Inherent prejudice is a growing concern. For instance, when information about a very elderly patient aged beyond the average life expectancy is entered, there is a possibility that an AI might make an unethical judgment such as “They have exceeded the average life expectancy, so proactive treatment is not necessary.” Of course, AI system designers must design systems to avoid generating such responses, but at the same time, an objective attitude is needed to regard it as solely the AI’s response.

Furthermore, it would not be impossible to create an AI system trained on extremely biased data that could guide treatment in a particular direction. For example, there is ample possibility that people ideologically opposed to evidence-based therapies could launch an online AI tool that discourages such therapies. Whatever the situation, proper AI literacy is essential for both patients and physicians.

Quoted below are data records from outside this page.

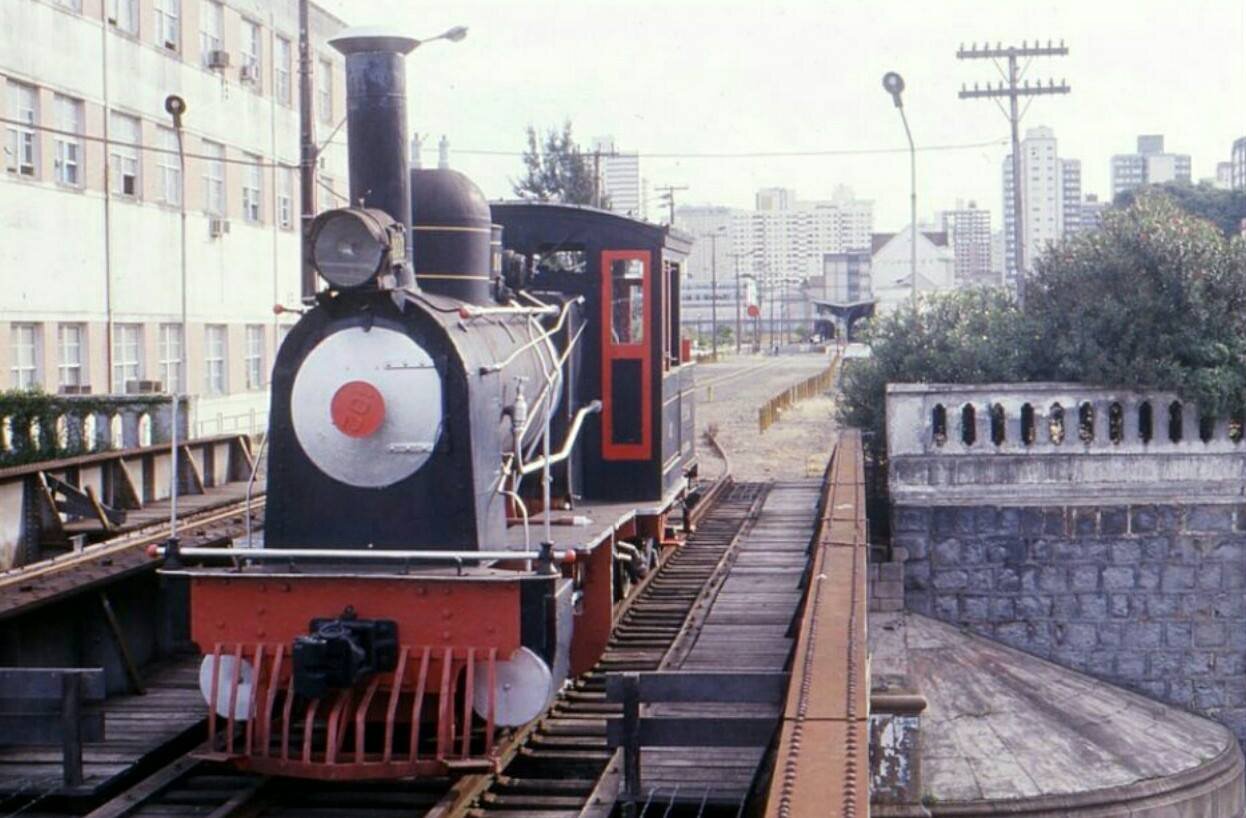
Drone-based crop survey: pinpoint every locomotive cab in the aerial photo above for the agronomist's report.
[492,202,697,502]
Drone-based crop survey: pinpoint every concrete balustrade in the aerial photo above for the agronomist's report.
[887,383,1246,504]
[0,396,189,464]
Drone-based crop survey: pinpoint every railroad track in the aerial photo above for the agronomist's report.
[443,483,769,818]
[0,496,264,619]
[72,478,769,818]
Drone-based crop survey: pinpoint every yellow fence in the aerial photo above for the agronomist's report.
[758,357,840,432]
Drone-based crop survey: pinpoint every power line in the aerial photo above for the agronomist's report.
[429,137,1008,159]
[0,117,299,171]
[956,40,1069,305]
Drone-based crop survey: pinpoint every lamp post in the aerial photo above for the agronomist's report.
[701,228,724,361]
[731,248,758,355]
[882,71,917,309]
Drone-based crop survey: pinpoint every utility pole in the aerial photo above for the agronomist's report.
[731,249,756,355]
[956,40,1069,306]
[655,184,688,225]
[299,0,319,299]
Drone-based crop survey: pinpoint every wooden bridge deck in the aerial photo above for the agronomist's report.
[640,479,822,804]
[0,657,206,797]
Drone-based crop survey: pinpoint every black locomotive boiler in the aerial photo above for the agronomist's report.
[166,25,697,778]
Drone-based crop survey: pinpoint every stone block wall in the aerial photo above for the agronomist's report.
[892,501,1246,741]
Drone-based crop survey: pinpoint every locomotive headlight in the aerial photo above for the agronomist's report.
[310,208,406,290]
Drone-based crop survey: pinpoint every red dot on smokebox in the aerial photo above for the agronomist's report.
[329,381,385,437]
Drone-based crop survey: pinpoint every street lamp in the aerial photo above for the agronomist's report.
[882,71,917,309]
[731,248,758,355]
[701,228,726,361]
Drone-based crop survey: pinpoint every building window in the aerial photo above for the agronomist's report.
[112,324,143,392]
[52,93,82,187]
[108,0,138,35]
[5,80,39,176]
[273,36,290,105]
[156,127,182,205]
[156,0,182,51]
[242,153,263,222]
[159,324,186,395]
[203,139,226,215]
[9,324,41,390]
[108,111,142,197]
[315,59,333,125]
[199,0,226,68]
[56,324,86,387]
[245,324,264,390]
[242,19,264,85]
[277,168,294,230]
[203,324,226,395]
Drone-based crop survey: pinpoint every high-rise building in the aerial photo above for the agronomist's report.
[589,136,645,219]
[675,204,750,281]
[1111,133,1190,198]
[1003,127,1082,280]
[1229,137,1246,190]
[0,0,346,433]
[731,187,873,287]
[941,202,993,284]
[1060,159,1084,238]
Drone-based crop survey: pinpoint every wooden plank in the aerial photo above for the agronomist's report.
[606,716,779,747]
[0,667,105,702]
[606,671,787,703]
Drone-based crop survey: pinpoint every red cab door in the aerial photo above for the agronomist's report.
[602,250,654,461]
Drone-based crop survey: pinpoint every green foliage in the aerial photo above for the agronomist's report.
[1113,182,1246,238]
[839,195,1246,454]
[511,121,608,207]
[839,289,1035,454]
[0,390,168,467]
[1025,195,1246,415]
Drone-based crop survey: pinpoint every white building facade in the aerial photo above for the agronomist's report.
[675,204,732,281]
[870,227,957,315]
[1111,133,1190,198]
[731,187,873,288]
[941,202,998,284]
[1003,127,1082,280]
[0,0,346,433]
[591,137,645,219]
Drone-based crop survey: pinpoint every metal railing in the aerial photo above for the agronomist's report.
[758,356,840,433]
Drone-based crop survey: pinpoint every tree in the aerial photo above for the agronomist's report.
[511,121,607,207]
[837,289,1035,457]
[839,194,1246,456]
[1025,190,1246,415]
[1113,182,1246,237]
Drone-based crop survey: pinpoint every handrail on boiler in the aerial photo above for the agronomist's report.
[520,401,602,474]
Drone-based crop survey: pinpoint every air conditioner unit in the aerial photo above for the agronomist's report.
[126,381,164,395]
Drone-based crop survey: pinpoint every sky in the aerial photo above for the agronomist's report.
[316,0,1246,230]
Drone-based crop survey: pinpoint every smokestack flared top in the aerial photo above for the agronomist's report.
[329,26,420,55]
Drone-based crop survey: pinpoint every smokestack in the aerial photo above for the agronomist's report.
[329,27,420,286]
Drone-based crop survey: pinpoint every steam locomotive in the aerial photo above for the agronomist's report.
[164,31,697,779]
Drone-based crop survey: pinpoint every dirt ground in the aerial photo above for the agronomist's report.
[697,354,837,481]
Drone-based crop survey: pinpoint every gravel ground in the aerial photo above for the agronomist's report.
[697,354,837,481]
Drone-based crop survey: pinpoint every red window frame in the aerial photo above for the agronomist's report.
[601,250,654,461]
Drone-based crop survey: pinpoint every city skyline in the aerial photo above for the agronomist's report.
[325,0,1246,229]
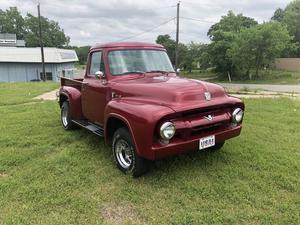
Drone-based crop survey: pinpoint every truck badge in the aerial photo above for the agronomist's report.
[204,92,211,101]
[204,115,214,121]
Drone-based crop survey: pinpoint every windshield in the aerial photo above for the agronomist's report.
[108,49,174,75]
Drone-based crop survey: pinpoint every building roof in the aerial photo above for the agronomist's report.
[92,42,164,49]
[0,47,78,63]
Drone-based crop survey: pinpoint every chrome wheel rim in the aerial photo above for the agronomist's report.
[61,107,68,127]
[115,139,133,169]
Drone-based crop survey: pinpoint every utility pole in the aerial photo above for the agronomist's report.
[37,3,47,82]
[175,2,180,72]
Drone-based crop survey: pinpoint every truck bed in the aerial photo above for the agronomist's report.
[60,77,84,90]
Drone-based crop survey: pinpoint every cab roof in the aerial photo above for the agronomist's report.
[91,42,164,50]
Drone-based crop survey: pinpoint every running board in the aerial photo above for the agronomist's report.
[72,120,103,137]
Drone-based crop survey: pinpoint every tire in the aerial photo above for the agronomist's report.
[112,127,149,177]
[209,141,225,152]
[60,101,74,130]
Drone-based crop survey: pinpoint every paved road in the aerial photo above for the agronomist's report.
[219,83,300,93]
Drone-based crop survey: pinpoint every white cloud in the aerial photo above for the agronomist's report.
[0,0,291,45]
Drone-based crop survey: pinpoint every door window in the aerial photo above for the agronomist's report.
[90,52,104,75]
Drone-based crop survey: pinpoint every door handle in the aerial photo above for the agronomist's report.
[81,82,88,91]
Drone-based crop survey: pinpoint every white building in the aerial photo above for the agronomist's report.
[0,47,78,82]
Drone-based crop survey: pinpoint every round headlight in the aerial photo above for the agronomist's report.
[232,108,244,123]
[160,122,176,140]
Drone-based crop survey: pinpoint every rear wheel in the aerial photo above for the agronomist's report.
[112,127,149,177]
[60,101,74,130]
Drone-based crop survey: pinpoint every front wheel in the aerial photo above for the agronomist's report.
[112,127,149,177]
[60,101,74,130]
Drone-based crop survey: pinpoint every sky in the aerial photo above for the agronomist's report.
[0,0,291,46]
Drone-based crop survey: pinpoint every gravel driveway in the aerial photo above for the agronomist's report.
[218,83,300,93]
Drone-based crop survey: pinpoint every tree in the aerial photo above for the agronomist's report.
[184,42,208,72]
[282,0,300,43]
[25,13,70,47]
[228,22,292,79]
[272,0,300,57]
[271,8,285,22]
[0,7,25,39]
[207,11,257,76]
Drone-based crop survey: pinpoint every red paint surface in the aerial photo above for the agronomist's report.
[60,43,244,159]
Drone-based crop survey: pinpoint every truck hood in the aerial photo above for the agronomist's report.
[112,76,227,111]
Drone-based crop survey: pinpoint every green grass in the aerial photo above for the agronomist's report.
[0,82,59,106]
[181,69,300,84]
[0,84,300,225]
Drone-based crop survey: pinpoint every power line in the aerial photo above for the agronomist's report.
[180,17,217,23]
[151,5,176,10]
[118,17,175,42]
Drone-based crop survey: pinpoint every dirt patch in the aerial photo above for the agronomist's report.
[101,204,145,225]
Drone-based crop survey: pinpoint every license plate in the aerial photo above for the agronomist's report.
[199,135,215,150]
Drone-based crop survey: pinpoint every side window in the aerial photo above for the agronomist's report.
[90,52,104,75]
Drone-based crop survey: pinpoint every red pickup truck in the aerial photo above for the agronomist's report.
[59,43,244,176]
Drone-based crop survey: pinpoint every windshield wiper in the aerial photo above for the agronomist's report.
[146,70,173,76]
[120,71,145,75]
[147,70,169,73]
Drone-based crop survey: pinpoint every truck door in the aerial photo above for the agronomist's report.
[81,51,109,125]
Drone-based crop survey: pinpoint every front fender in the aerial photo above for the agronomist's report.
[59,86,83,119]
[104,99,174,159]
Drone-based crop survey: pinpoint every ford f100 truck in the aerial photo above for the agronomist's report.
[58,42,244,176]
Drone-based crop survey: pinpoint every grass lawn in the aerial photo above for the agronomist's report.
[181,69,300,84]
[0,83,300,225]
[0,82,59,106]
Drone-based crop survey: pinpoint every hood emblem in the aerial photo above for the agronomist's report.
[204,92,211,101]
[204,115,214,121]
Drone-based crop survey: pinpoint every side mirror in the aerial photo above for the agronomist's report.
[95,70,105,79]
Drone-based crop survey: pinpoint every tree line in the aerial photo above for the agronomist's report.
[156,0,300,80]
[0,0,300,80]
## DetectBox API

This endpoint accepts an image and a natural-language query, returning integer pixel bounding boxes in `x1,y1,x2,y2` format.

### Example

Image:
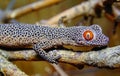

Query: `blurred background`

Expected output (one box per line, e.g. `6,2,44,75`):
0,0,120,76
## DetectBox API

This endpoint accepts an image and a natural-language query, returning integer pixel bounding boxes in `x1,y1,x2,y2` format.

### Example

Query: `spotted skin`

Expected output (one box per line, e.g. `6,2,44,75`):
0,24,109,63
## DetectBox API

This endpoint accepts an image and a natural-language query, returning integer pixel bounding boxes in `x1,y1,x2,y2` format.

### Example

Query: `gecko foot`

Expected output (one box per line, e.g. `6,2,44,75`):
47,50,61,64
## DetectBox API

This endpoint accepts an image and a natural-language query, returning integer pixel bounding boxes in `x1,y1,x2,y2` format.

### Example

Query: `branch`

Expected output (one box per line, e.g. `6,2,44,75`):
0,55,28,76
6,0,62,19
0,45,120,68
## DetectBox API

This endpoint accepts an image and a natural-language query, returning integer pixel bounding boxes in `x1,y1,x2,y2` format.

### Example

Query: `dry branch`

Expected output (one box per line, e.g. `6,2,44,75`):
6,0,62,18
0,45,120,68
0,55,28,76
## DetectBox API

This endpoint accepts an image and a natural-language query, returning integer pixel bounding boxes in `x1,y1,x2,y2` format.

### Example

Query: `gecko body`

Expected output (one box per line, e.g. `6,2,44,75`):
0,24,109,63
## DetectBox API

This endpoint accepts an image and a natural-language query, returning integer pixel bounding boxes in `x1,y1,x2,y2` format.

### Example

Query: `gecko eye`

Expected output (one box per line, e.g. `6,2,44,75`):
83,30,94,41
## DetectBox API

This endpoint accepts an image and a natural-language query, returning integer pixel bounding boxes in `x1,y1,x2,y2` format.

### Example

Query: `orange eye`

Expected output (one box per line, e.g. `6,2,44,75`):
83,30,94,41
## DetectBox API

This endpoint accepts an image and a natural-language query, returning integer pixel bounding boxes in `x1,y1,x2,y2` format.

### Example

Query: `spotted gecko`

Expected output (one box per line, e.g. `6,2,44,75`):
0,24,109,63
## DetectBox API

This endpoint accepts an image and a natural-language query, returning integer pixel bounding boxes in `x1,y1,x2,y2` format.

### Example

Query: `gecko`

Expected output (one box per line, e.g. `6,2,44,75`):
0,23,109,63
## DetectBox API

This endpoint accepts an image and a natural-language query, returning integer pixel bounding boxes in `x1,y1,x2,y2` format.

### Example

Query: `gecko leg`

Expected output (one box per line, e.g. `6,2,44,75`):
33,40,61,64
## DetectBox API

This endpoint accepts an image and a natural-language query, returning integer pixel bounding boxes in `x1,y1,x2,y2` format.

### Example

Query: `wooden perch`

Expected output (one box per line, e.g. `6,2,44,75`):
0,45,120,68
0,55,28,76
6,0,62,18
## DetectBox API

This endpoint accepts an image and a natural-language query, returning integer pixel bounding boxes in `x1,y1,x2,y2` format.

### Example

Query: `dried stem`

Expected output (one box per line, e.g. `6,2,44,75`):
6,0,62,18
0,55,28,76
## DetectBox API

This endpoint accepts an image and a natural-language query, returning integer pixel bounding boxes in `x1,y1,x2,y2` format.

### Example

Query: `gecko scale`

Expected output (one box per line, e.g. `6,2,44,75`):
0,24,109,63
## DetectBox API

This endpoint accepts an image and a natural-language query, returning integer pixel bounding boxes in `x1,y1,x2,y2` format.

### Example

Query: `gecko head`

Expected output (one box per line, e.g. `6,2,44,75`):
73,24,109,46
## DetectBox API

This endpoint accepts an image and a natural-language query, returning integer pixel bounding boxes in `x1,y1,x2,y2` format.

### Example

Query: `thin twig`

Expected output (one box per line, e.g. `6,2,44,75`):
0,55,28,76
6,0,62,18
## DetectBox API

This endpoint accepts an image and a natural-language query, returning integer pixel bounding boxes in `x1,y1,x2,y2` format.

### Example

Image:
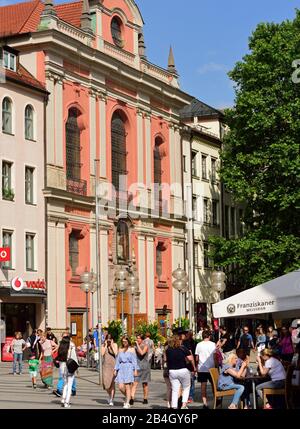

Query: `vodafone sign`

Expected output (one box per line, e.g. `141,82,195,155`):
0,247,10,262
11,277,46,292
11,277,24,292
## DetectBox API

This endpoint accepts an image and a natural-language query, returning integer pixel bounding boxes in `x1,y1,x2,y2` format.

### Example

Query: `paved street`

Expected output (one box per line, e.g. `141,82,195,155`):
0,363,223,409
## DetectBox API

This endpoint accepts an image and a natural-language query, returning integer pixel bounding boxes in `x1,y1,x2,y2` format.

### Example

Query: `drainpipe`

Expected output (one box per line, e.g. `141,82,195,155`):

There is more than one AI model, and with current technological trends, distinct characteristics will emerge as a result of their training data and subsequent adjustments. It is not necessarily the case that the same results will be obtained from several different AI systems if the same patient information is entered into them. Development is currently underway to enable AIs to discuss issues with each other. In the future, we might see the emergence of a mechanism in which multiple AIs can be queried simultaneously, and the AIs will discuss the results with each other to derive a better result. For instance, AI① might point out to AI②, “Based on my data, your result is wrong” and AI② might reply, “No, I have this information that you don’t have.”

The changes that AI will drive in medical care might be hard to notice at first. However, these changes will steadily accumulate and, I believe, one day we will realize that the world of medical care has been transformed.